Ernest Rutherford 1871 - 1937
Rutherford was born in 1871 in Nelson, New Zealand. He had a good understanding of maths and did original work on radio waves at Canterbury College, Christchurch. He won a scholarship to go to the Cavendish Laboratory in Cambridge, where J. J. Thompson, who had discovered the electron, supervised him. Rutherford studied the conduction of electricity through gases and discovered alpha and beta particles. Soon he was offered a professorship at McGill University, Montreal and had enough money to marry his childhood sweetheart, Mary Newton. In Montreal, with Frederick Soddy, he showed that radioactivity was a process in which atoms of one element decayed spontaneously into atoms of another.
The scientific community was impressed and Rutherford was elected a Fellow of the Royal Society. In 1907, he was invited to take over the chair of physics at the University of Manchester, at the express wish of the outgoing Professor, Arthur Schuster. In 1909, Hans Geiger and Ernest Marsden, researchers working with Rutherford at Manchester, bombarded gold foil with alpha particles from helium nuclei. Most of the particles went straight through as expected but a few bounced back. Rutherford was astounded, remarking: 'It was as though you had fired a fifteen-inch shell at a piece of tissue paper and it had bounced back and hit you.'
In 1911, to explain this, Rutherford proposed a new structure for the atom. He imagined the atom as a miniature solar system with a nucleus at its centre and electrons orbiting around. Although the nucleus was only a million-millionth the volume of the atom, it had over 99.9% of the mass. The nucleus also had a positive electric charge to balance the negative electric charge of the electrons around it. Rutherford was knighted in the 1914 New Year’s Honours List.

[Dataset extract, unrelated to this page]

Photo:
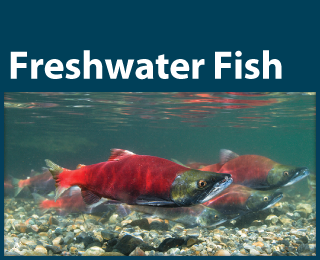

Work on radiation ceased during the First World War and Rutherford led the Allied research into the detection of submarines. However, in 1917 Rutherford and his technician, William Kay, set up an experiment using alpha particles as projectiles with which to hit nitrogen atoms. In a long series of exhausting tests, they showed that the result was the liberation of the nucleus of a hydrogen atom. Rutherford had achieved the transmutation of one element into another. Surprisingly, there was very little interest in either the scientific or popular press when he published his results in 1919.
Soon after, he moved to head the Cavendish Laboratory in Cambridge. There, he worked out ways of accelerating particles so that they could be used to explore the secret recesses of matter. He became President of the Royal Society in 1925 and Lord Rutherford in 1931. His researchers carried out further important work: in 1932, James Chadwick found the neutron, and John Cockroft and Ernest Walton transformed lithium atoms into helium by bombarding them with protons. By then, nuclear research was becoming an activity that required teams of researchers and highly specialised, expensive equipment.
Rutherford died suddenly on 19 October 1937 and was buried at Westminster Abbey.